Am I a writer

I write for a living.

I write for fun.

But am I a writer yet?

I don’t feel like I am and yet I have a problem trying to improve myself as a writer.

I finally took the time today to go through the MANY saved pins on my Pinterest Writing board. I love what I am finding.

Story outlines, resources, tips, encouragement, everything is there for me.

Yet, I cannot make myself use it.

I feel like I am starting in the middle of something. I do not feel like I’m on the Go space. I feel like there is so much more I have to go through before I am worthy of all this new gold mine of information. I feel like I have not dug far enough.
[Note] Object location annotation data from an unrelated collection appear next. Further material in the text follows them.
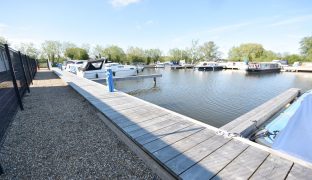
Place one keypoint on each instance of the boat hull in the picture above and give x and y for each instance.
(263, 70)
(210, 68)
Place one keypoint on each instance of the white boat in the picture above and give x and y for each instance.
(98, 68)
(159, 65)
(235, 65)
(290, 132)
(208, 66)
(263, 67)
(73, 65)
(140, 68)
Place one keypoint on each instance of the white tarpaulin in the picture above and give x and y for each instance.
(296, 138)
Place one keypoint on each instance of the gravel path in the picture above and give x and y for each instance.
(59, 136)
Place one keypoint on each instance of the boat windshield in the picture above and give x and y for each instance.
(94, 66)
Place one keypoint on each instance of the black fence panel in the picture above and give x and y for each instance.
(16, 73)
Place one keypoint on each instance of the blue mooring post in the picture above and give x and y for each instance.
(109, 80)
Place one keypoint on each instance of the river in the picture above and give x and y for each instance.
(215, 98)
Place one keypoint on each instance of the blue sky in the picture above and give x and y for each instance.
(278, 25)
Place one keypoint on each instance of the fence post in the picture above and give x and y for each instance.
(23, 67)
(27, 63)
(109, 80)
(13, 77)
(1, 170)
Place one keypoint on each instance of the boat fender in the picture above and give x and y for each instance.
(226, 134)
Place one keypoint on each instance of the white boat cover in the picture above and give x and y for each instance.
(296, 138)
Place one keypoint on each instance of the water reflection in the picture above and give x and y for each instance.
(215, 98)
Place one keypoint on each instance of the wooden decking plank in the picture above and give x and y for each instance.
(244, 165)
(273, 167)
(216, 161)
(155, 127)
(113, 114)
(179, 147)
(299, 172)
(250, 121)
(145, 124)
(162, 132)
(149, 117)
(184, 161)
(172, 138)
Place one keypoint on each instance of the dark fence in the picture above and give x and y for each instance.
(17, 71)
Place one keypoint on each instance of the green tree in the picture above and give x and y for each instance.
(209, 51)
(86, 47)
(114, 53)
(175, 54)
(153, 55)
(97, 51)
(293, 58)
(3, 40)
(52, 50)
(269, 56)
(194, 52)
(76, 53)
(29, 49)
(249, 51)
(306, 48)
(136, 55)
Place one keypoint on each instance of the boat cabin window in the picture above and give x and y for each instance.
(94, 66)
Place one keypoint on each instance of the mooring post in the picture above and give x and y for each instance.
(18, 95)
(109, 80)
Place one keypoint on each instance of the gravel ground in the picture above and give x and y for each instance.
(59, 136)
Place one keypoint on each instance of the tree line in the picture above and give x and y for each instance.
(57, 51)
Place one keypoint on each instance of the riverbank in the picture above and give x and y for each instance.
(59, 136)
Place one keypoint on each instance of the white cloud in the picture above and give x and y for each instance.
(149, 22)
(3, 27)
(292, 20)
(122, 3)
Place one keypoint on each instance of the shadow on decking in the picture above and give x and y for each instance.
(176, 171)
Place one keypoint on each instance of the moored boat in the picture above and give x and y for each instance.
(98, 68)
(208, 66)
(159, 65)
(263, 67)
(268, 134)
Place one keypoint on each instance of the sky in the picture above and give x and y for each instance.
(278, 25)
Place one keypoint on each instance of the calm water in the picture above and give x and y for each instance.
(215, 98)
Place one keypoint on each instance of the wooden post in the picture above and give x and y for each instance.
(109, 80)
(154, 81)
(29, 73)
(24, 73)
(13, 77)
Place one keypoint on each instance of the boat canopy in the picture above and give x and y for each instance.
(295, 139)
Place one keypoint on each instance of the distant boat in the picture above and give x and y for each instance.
(159, 65)
(263, 67)
(208, 66)
(73, 65)
(98, 68)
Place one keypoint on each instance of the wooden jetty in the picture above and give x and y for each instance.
(297, 69)
(178, 147)
(138, 77)
(251, 121)
(187, 66)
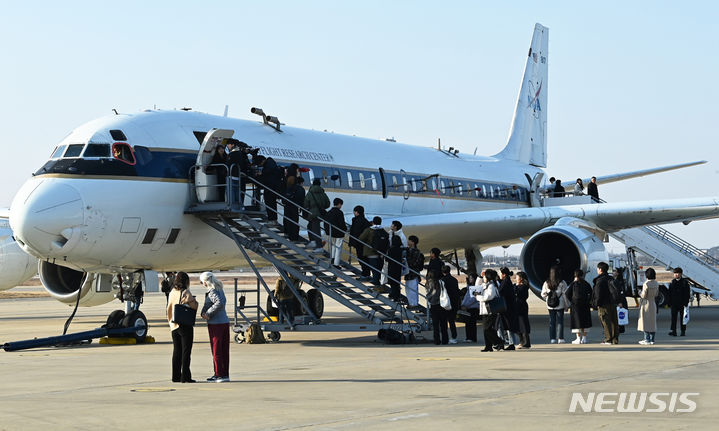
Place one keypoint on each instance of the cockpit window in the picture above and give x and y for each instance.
(74, 150)
(97, 150)
(122, 151)
(58, 152)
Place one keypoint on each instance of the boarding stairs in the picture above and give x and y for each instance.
(671, 251)
(251, 231)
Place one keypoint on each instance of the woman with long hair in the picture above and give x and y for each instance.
(553, 291)
(218, 326)
(521, 290)
(182, 335)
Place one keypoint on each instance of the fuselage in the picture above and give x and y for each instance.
(91, 211)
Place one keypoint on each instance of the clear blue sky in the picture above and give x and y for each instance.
(631, 84)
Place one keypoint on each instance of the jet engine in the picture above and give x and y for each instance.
(63, 283)
(16, 266)
(571, 244)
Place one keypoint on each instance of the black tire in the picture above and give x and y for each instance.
(272, 311)
(114, 320)
(316, 302)
(136, 318)
(662, 298)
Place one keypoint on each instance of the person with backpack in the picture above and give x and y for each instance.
(316, 203)
(579, 294)
(415, 261)
(521, 291)
(554, 293)
(359, 224)
(605, 299)
(378, 243)
(336, 229)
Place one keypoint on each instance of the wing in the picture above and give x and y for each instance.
(503, 227)
(634, 174)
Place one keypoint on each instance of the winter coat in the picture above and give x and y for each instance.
(510, 317)
(359, 224)
(579, 295)
(316, 201)
(679, 292)
(214, 307)
(648, 311)
(336, 218)
(488, 293)
(521, 292)
(561, 293)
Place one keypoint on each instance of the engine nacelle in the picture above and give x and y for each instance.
(16, 266)
(565, 244)
(63, 283)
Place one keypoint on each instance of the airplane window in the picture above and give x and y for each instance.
(97, 150)
(74, 150)
(58, 152)
(121, 151)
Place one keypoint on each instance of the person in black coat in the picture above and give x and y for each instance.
(579, 294)
(452, 286)
(359, 224)
(271, 179)
(394, 267)
(295, 196)
(336, 229)
(509, 319)
(679, 293)
(521, 291)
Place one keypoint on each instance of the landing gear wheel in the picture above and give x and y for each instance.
(316, 302)
(114, 320)
(136, 318)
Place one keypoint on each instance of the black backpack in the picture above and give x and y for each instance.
(380, 240)
(553, 299)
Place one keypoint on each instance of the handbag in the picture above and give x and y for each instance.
(444, 297)
(622, 316)
(183, 315)
(496, 305)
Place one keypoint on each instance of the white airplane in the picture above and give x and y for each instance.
(113, 194)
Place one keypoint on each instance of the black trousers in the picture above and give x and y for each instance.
(490, 331)
(439, 324)
(470, 328)
(678, 313)
(181, 350)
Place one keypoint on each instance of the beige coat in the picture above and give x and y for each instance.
(174, 298)
(648, 307)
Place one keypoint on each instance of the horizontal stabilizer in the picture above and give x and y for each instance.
(644, 172)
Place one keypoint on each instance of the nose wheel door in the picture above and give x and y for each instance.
(206, 184)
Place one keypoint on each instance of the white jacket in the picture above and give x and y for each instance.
(487, 292)
(561, 292)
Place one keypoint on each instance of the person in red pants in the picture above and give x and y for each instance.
(218, 326)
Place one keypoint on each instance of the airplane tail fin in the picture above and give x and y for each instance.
(527, 142)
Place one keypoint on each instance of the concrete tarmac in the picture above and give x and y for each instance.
(346, 380)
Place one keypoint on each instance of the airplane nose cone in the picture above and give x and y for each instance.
(43, 218)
A shout out to the Eva Deverell and Lady Writers League (Eva Deverell: http://eadeverell.com The Lady Writers League: http://ladywritersleague.com). I just signed up for her emails and I already love her work to help writers flourish.

Her first emails asked these questions:

“Have you secretly LONGED to write a novel but didn’t know where to start?
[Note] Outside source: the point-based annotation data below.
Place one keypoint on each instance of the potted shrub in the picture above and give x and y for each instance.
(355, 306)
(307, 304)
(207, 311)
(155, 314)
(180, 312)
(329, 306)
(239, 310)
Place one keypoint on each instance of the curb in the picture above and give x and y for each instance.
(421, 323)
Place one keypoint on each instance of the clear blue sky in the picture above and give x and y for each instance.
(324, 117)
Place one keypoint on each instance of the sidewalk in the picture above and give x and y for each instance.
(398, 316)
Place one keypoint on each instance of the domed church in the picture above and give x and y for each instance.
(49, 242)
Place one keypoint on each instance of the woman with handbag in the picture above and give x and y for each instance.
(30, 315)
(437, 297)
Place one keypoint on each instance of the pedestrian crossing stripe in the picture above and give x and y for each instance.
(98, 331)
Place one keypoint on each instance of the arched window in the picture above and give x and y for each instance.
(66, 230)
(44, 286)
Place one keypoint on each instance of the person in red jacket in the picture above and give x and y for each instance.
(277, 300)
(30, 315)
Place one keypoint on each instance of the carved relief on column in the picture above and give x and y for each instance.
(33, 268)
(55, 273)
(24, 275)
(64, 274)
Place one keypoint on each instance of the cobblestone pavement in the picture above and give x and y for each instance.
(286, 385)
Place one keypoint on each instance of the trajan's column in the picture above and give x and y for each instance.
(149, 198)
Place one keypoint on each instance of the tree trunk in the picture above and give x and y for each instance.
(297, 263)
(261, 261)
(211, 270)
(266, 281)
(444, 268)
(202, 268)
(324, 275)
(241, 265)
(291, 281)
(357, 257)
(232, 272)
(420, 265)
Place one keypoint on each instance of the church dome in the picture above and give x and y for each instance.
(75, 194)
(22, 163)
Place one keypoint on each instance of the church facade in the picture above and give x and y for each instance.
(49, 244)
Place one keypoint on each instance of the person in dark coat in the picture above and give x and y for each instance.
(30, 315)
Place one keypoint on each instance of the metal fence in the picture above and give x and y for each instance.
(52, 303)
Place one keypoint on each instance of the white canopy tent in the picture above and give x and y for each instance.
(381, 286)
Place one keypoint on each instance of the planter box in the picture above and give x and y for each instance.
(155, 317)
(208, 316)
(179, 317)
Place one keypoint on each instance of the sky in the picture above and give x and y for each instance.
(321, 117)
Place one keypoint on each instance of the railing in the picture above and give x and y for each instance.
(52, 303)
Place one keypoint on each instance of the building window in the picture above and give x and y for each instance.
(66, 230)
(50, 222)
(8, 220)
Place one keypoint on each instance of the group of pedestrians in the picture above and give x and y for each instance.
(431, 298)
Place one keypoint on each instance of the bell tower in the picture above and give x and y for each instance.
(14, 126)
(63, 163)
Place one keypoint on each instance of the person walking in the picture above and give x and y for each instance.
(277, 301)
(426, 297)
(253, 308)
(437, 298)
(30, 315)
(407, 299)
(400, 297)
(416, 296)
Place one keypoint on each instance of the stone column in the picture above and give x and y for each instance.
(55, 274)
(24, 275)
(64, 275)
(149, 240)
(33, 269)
Maybe you even had an idea, but as soon as you sat down to write, you found that you couldn’t transfer that idea onto the page?

Or perhaps you got partway through a novel and then realised something was wrong and you couldn’t figure out how to fix it?”
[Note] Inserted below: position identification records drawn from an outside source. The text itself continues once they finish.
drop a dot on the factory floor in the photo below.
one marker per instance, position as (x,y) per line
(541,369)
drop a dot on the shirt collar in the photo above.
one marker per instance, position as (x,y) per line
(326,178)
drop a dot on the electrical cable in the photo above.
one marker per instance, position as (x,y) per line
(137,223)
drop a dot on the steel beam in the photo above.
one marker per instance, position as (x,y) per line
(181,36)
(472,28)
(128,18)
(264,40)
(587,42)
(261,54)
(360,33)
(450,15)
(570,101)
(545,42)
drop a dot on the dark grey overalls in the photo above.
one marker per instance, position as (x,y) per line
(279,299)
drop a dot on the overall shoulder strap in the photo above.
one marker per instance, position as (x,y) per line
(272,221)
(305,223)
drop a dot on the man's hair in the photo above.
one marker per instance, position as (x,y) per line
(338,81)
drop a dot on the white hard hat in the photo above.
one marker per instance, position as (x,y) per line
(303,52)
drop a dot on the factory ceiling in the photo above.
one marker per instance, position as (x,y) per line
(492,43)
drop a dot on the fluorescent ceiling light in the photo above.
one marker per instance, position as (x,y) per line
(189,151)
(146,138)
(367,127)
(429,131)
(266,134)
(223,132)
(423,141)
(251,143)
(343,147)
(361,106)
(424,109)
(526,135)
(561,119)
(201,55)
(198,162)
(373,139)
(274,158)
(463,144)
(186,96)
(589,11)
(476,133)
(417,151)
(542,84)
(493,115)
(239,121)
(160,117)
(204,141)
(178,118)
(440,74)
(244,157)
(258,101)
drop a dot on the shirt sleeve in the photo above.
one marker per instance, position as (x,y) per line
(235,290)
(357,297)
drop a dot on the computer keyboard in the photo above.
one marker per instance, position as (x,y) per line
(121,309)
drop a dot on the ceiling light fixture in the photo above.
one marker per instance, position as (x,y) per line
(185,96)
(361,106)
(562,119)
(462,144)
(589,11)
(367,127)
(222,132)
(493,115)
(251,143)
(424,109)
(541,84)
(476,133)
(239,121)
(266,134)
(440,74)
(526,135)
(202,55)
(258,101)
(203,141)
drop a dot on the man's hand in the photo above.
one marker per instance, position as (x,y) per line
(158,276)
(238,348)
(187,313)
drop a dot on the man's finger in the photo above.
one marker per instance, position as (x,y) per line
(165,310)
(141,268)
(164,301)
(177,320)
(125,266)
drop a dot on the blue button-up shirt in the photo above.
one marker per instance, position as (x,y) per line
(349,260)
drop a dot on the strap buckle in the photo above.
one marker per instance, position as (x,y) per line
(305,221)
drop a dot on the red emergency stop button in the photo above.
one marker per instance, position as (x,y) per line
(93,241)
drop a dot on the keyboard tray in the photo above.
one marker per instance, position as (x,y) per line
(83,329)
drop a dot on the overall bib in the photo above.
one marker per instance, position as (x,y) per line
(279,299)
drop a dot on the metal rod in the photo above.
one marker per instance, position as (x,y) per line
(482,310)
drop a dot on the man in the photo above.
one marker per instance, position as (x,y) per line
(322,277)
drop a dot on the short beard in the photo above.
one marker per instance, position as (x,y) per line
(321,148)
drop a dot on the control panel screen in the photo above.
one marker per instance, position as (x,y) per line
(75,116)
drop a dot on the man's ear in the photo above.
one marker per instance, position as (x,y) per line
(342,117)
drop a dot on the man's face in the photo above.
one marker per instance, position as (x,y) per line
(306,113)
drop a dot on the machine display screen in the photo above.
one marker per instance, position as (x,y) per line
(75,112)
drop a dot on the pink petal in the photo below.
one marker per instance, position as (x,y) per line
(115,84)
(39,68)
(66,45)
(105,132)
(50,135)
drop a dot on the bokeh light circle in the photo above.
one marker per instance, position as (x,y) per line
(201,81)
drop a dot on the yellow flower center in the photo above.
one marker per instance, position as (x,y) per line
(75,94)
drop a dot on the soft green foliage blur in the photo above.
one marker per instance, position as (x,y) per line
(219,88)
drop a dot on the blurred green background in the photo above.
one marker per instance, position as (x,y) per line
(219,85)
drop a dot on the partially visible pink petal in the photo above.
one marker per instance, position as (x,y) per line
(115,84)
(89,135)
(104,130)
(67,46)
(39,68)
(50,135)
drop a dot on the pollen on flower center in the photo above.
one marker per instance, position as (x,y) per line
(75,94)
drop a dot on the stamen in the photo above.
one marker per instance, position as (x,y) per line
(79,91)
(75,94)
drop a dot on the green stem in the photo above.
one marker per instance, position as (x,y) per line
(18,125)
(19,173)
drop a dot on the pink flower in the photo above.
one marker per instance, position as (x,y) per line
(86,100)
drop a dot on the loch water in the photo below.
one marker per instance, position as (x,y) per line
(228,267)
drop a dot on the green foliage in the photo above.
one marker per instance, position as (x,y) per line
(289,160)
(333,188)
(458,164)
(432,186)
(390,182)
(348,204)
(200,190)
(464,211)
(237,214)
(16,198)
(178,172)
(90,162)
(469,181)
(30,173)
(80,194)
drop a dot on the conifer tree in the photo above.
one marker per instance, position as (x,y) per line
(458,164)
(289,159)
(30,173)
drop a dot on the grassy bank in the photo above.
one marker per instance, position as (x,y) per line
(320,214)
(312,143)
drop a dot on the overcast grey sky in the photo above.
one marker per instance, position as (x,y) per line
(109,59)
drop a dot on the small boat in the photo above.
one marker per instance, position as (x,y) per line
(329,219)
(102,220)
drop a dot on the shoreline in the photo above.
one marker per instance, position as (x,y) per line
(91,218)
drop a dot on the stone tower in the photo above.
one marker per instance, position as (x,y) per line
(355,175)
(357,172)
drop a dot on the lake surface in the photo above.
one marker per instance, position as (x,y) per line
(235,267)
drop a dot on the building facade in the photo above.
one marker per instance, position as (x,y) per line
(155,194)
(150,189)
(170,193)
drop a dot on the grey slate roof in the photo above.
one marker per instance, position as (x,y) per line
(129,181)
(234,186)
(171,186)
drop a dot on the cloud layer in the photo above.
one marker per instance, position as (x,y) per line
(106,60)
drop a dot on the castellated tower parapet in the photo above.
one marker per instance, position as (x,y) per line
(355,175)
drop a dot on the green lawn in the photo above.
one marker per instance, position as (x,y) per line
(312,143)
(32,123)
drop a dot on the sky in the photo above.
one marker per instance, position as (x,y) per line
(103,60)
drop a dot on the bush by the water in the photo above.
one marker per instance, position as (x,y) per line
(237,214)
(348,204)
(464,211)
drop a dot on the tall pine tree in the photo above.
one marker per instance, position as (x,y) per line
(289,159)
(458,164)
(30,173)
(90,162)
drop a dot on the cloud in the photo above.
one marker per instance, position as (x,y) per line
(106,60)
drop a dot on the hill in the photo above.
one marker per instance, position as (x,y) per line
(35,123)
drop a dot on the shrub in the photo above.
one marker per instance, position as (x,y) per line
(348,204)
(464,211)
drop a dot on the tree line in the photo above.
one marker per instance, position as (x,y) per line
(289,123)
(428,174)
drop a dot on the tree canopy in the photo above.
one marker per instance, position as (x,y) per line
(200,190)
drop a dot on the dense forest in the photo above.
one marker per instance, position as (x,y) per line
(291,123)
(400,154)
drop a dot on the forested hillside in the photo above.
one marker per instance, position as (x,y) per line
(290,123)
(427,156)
You are not alone, she says, and that has made me feel a little better.

So what is the solution to my problem?

Looking at why this is happening, many things come into play:

Fear of course is the biggest thing. Feeling lazy is another one.

Combine the both of them and it is a rather daunting task to look at the novels on my shelf and want to create one of my own.

I guess time and hardwork will tell.

I’ll do it when…

I’ll do it when I have more time. It’s always my excuse.

Talking about writing. I’ll do it when I’m not working a job I hate.

Finally working a job I love. I’ll do it when I’m not writing so much.

I respect people who battle their own minds. I can never seem to will that battle with mine.

I wish I had that drive people have. I’ve already come to forgone conclusion that I don’t have any drive in me.

You already know I’m a procrastinator. I’ve almost seemed to have been that when it comes to working this new found job that I love. As soon as I start, you can’t stop me.

It’s the starting that is the problem.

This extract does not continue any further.